Walter sembrò destarsi dai
suoi pensieri e lo fissò.
“Peter… tu avevi
sette anni.” sussurrò.
“Sì, e
allora?”
“Beh, lui non è
ancora nato… devo studiare un altro tipo di
cura…” spiegò, indicando la pancia di
Elizabeth.
“Non preoccuparti,
nonno.” lo rassicurò la giovane “Ti
darò
una mano. Ho una laurea in chimica presa qui ad Harvard e un master in
Scienza
dei Materiali al MIT. Inoltre ho un QI di 190, servirà a
qualcosa, no?”
“Tu non farai nulla, nelle
tue condizioni!” la fermò Bishop.
“Senti, ho lavorato in
questo laboratorio fino a un mese fa!
E sono al quinto mese. Non mi farà male!”
obiettò lei.
Peter sospirò e
tornò a guardare Walter.
“Avevi ragione,
è proprio tua nipote. Entrambi non tenete
delle conseguenze che si creano, quando fate qualcosa.”
Walter non rispose e andò
alla lavagna, per scrivere delle
formule.
Elizabeth si avvicinò a
Peter e gli puntò contro il dito.
“Senti un po’,
tu! Tuo padre non è l’unico che non ha tenuto
conto delle conseguenze! Sbaglio o hai messo incinta una donna pensando
che
fosse la tua ragazza?!” lo accusò.
Peter stava per replicare nuovamente,
ma Olivia si mise in
mezzo.
“Ora basta, voi
due!” li ammonì, poi si rivolse a Elizabeth
“Peter ha ragione: le sostanze usate qui possono essere
dannose per il bambino,
ma potrai aiutare in altri modi.”
Peter si girò verso la
compagna con sguardo omicida, sguardo
che Olivia fece finta di non notare, poi si rivolse nuovamente verso
Elizabeth.
“Ringrazia che sei una
donna, e che sei la mia futura
figlia, altrimenti…” le disse, con tono gelido e
minaccioso “Se ci tieni a far
sopravvivere te e la creatura che tieni in grembo, esci immediatamente
da
questo laboratorio!

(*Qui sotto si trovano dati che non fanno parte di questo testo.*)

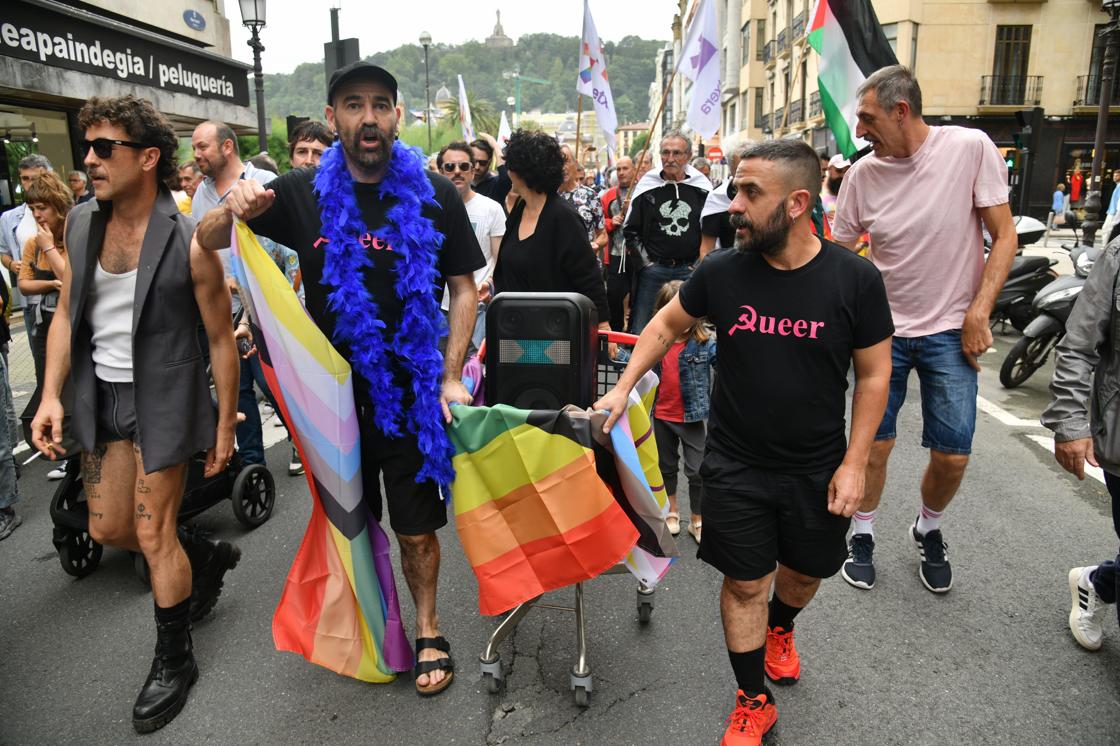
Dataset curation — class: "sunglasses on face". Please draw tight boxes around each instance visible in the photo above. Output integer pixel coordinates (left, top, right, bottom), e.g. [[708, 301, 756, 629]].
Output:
[[82, 138, 151, 158]]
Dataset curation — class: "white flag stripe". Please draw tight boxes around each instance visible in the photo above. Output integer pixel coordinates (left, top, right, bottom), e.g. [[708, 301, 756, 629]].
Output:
[[676, 0, 722, 138], [576, 0, 618, 151], [459, 75, 475, 142]]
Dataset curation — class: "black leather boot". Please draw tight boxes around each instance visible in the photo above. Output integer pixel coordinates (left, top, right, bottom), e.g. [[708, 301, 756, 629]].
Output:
[[132, 622, 198, 733], [179, 525, 241, 622]]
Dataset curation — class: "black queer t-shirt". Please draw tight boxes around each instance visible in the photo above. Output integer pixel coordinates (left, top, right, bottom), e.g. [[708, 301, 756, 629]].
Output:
[[680, 241, 894, 472], [249, 163, 486, 400]]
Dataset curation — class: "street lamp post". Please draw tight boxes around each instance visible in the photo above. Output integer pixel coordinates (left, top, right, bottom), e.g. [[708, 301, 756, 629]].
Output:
[[420, 31, 431, 155], [237, 0, 269, 152], [1081, 0, 1120, 246]]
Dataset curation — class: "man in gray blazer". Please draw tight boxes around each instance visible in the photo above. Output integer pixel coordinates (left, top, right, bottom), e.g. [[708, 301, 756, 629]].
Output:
[[31, 95, 240, 733]]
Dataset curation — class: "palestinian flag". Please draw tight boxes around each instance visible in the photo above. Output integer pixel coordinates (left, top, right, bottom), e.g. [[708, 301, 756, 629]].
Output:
[[450, 404, 656, 615], [809, 0, 898, 158]]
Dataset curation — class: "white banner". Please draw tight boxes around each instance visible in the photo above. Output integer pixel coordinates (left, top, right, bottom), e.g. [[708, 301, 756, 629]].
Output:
[[678, 0, 722, 139], [459, 75, 475, 142], [576, 0, 618, 151]]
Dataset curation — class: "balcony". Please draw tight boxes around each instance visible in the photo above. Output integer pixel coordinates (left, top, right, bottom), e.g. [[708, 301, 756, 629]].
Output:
[[979, 75, 1043, 106], [792, 10, 805, 39], [790, 99, 805, 124], [1073, 75, 1120, 110], [763, 39, 777, 65]]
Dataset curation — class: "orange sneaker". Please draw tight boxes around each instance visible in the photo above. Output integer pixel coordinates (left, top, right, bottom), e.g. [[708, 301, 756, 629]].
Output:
[[764, 627, 801, 687], [719, 689, 777, 746]]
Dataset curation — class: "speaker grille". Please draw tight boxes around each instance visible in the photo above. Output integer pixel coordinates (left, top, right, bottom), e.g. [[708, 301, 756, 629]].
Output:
[[497, 339, 571, 365]]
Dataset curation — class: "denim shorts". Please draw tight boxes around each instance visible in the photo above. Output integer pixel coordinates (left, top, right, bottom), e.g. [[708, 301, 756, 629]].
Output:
[[875, 329, 978, 456]]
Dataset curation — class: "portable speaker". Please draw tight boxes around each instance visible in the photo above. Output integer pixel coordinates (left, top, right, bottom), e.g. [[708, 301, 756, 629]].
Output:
[[486, 292, 599, 409]]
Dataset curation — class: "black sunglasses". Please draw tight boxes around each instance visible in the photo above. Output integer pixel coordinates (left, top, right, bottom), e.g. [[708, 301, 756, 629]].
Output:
[[82, 138, 152, 158]]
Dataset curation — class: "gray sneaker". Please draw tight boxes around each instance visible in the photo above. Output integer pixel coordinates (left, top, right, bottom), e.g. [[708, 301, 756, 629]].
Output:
[[0, 507, 24, 541]]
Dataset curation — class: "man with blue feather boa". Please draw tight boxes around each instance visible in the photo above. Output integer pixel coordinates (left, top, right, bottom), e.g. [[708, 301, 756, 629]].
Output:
[[197, 62, 485, 696]]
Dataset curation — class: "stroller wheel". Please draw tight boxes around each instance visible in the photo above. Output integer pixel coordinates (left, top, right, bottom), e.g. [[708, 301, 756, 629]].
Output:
[[230, 464, 277, 529], [55, 531, 103, 578]]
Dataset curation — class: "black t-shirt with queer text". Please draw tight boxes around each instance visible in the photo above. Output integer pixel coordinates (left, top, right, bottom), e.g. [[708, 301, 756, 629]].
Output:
[[249, 168, 486, 401], [680, 241, 894, 477]]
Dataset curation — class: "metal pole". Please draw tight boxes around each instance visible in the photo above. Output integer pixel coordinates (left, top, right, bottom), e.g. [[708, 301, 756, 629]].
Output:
[[423, 44, 431, 156], [249, 26, 269, 152], [1081, 9, 1120, 246]]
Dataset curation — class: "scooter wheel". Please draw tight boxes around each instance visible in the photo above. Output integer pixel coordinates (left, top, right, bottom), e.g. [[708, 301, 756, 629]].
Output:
[[999, 332, 1062, 389], [230, 464, 277, 529]]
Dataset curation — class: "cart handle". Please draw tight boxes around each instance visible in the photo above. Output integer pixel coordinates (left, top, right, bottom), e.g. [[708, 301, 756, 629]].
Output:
[[478, 329, 637, 362]]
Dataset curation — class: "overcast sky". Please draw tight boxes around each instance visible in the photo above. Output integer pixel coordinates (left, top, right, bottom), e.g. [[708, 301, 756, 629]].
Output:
[[225, 0, 676, 73]]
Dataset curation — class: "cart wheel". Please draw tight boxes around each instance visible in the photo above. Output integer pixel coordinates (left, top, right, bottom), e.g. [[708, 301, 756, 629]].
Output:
[[132, 552, 151, 588], [230, 464, 277, 529], [483, 671, 502, 694], [58, 531, 103, 578], [571, 687, 591, 707]]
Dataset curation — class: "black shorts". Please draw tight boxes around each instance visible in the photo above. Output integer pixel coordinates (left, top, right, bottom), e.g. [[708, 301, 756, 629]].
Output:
[[357, 402, 447, 537], [97, 379, 139, 446], [697, 458, 850, 580]]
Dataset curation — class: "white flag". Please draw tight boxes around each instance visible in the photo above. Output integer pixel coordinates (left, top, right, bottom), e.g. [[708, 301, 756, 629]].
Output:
[[497, 109, 513, 149], [576, 0, 618, 150], [676, 0, 722, 138], [459, 75, 475, 142]]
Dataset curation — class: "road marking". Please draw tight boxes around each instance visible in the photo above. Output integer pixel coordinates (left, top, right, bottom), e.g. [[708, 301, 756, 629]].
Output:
[[977, 397, 1042, 428], [1027, 435, 1104, 484]]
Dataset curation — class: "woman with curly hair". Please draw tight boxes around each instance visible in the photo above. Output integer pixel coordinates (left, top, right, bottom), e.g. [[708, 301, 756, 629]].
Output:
[[19, 171, 74, 384], [494, 130, 610, 330]]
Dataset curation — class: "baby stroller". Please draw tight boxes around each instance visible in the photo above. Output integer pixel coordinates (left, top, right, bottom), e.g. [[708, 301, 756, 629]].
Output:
[[20, 374, 276, 584]]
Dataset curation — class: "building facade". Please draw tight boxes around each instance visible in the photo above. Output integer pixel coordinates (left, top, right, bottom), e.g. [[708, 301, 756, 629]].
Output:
[[0, 0, 256, 211], [722, 0, 1120, 217]]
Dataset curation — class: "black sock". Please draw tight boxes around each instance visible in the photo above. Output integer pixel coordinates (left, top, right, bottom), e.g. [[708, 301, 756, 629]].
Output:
[[766, 594, 801, 632], [156, 596, 190, 626], [727, 645, 766, 697]]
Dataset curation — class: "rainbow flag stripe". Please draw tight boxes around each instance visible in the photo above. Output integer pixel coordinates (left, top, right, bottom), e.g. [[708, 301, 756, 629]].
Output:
[[231, 223, 412, 683]]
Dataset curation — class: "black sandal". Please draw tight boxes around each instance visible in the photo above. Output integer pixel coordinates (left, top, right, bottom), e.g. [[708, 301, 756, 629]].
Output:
[[412, 637, 455, 697]]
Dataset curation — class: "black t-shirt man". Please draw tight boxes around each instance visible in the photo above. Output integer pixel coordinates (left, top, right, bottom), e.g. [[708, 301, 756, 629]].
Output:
[[680, 241, 894, 479], [249, 168, 486, 402]]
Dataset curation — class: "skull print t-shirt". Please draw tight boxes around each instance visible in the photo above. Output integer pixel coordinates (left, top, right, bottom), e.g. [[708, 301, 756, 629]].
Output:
[[680, 241, 894, 479]]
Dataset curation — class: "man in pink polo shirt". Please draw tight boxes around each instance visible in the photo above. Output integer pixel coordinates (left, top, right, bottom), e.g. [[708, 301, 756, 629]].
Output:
[[832, 65, 1017, 594]]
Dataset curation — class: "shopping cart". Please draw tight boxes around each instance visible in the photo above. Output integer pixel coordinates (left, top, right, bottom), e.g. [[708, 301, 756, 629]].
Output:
[[478, 332, 654, 707]]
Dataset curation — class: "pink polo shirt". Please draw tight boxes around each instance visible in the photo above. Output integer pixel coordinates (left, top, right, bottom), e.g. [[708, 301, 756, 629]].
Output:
[[832, 127, 1008, 337]]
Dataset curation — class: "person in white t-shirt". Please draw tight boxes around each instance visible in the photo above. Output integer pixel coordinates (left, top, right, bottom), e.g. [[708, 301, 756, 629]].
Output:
[[436, 142, 505, 353], [832, 65, 1017, 594]]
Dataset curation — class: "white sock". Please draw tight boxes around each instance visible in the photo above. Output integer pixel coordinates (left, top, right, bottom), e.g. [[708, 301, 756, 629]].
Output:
[[851, 511, 875, 537], [917, 505, 945, 537]]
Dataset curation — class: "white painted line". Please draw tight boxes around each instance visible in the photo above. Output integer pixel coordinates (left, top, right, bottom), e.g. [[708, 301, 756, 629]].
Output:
[[977, 397, 1042, 428], [1027, 436, 1104, 484]]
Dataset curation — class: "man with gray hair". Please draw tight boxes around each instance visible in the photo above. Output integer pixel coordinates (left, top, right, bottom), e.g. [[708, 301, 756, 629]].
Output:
[[594, 140, 893, 746], [832, 65, 1017, 594], [623, 130, 711, 334]]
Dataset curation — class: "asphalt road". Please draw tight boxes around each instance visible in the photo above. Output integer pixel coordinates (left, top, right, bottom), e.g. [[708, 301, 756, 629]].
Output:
[[0, 315, 1120, 745]]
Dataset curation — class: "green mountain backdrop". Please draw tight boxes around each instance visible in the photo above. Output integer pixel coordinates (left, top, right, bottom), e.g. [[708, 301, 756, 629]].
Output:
[[264, 34, 665, 123]]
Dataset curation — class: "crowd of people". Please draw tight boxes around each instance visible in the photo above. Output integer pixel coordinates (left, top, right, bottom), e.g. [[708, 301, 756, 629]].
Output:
[[0, 62, 1120, 745]]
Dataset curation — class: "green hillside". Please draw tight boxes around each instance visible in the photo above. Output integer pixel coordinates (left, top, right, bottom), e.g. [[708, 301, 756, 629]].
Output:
[[264, 34, 664, 123]]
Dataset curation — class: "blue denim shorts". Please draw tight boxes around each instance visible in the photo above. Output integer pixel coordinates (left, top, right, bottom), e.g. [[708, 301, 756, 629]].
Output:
[[875, 329, 978, 456]]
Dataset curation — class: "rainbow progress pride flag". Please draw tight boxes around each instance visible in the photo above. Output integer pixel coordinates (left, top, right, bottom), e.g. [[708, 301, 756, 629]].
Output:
[[231, 222, 412, 683]]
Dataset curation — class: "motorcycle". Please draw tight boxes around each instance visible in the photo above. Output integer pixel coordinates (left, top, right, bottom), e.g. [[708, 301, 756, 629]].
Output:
[[999, 246, 1098, 389]]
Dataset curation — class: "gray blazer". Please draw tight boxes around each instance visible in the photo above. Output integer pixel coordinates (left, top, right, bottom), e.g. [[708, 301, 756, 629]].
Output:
[[66, 188, 217, 474], [1042, 240, 1120, 475]]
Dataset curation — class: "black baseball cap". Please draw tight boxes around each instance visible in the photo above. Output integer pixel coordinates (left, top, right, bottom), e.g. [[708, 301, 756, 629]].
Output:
[[327, 59, 396, 104]]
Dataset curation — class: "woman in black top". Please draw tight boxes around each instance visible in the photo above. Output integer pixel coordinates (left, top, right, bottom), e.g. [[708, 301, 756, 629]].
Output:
[[494, 130, 610, 330]]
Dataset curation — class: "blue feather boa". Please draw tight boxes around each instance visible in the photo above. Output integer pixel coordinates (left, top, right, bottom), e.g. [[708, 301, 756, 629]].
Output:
[[315, 142, 455, 494]]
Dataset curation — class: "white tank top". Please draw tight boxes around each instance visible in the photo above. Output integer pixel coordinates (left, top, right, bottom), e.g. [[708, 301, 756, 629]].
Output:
[[85, 260, 137, 383]]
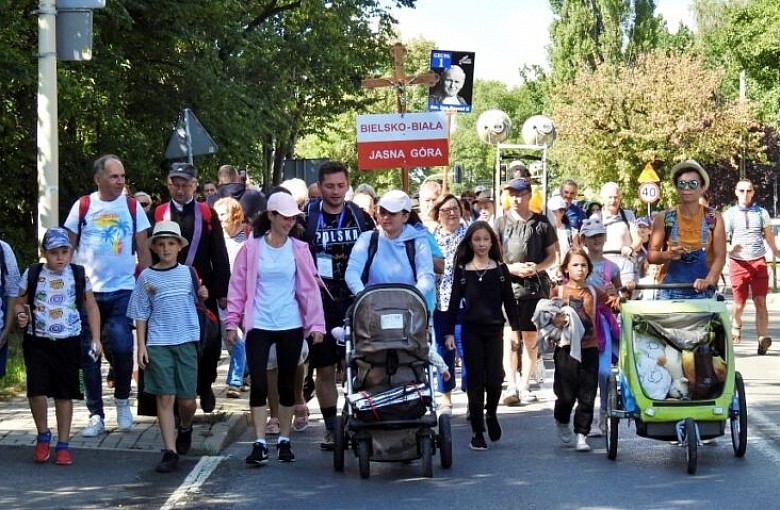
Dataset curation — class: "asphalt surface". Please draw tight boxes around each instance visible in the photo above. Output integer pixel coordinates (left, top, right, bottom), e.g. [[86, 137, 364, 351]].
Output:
[[0, 296, 780, 508]]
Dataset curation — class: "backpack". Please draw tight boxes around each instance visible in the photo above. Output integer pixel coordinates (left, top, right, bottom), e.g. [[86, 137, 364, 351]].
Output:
[[304, 199, 371, 251], [190, 267, 222, 354], [663, 207, 718, 250], [360, 230, 417, 285], [27, 262, 87, 335], [76, 195, 138, 255], [0, 244, 8, 299]]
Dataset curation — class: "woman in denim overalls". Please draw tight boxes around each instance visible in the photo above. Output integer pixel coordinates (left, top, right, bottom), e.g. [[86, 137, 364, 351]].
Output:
[[647, 159, 726, 299]]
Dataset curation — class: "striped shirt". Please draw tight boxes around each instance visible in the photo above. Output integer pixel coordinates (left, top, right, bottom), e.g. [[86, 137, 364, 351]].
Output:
[[127, 264, 200, 345], [723, 204, 771, 260]]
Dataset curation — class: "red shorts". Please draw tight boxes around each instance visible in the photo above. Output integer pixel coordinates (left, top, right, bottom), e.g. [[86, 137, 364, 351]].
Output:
[[729, 257, 769, 303]]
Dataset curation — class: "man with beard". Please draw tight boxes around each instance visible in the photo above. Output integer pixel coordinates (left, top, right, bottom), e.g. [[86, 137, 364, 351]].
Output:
[[304, 161, 374, 450]]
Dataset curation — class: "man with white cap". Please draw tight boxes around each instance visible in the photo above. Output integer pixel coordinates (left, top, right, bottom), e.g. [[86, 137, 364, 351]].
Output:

E ti converrà anche non metterci piede
finchè Walter non
avrà sintetizzato la cura. Sono stato chiaro?”
La giovane lo guardò,
stringendo i pugni. Fece un respiro
profondo e poi gli serrò un pugno in faccia, con tutte le
forze che aveva.
Infine si allontanò di due passi e guardò Olivia.
“Mamma, a me e Edward ci
serve un posto dove stare, finchè
nonno non ha trovato una cura per il bambino.”
“Va bene, me ne occupo
subito.” rispose la bionda, guardando
di traverso il compagno, il quale si stava controllando se avesse
qualcosa di
rotto, in faccia, a seguito del pugno della giovane.
Elizabeth non disse nulla e si
sedette, prendendo due
liquirizie dalla scorta personale di Walter.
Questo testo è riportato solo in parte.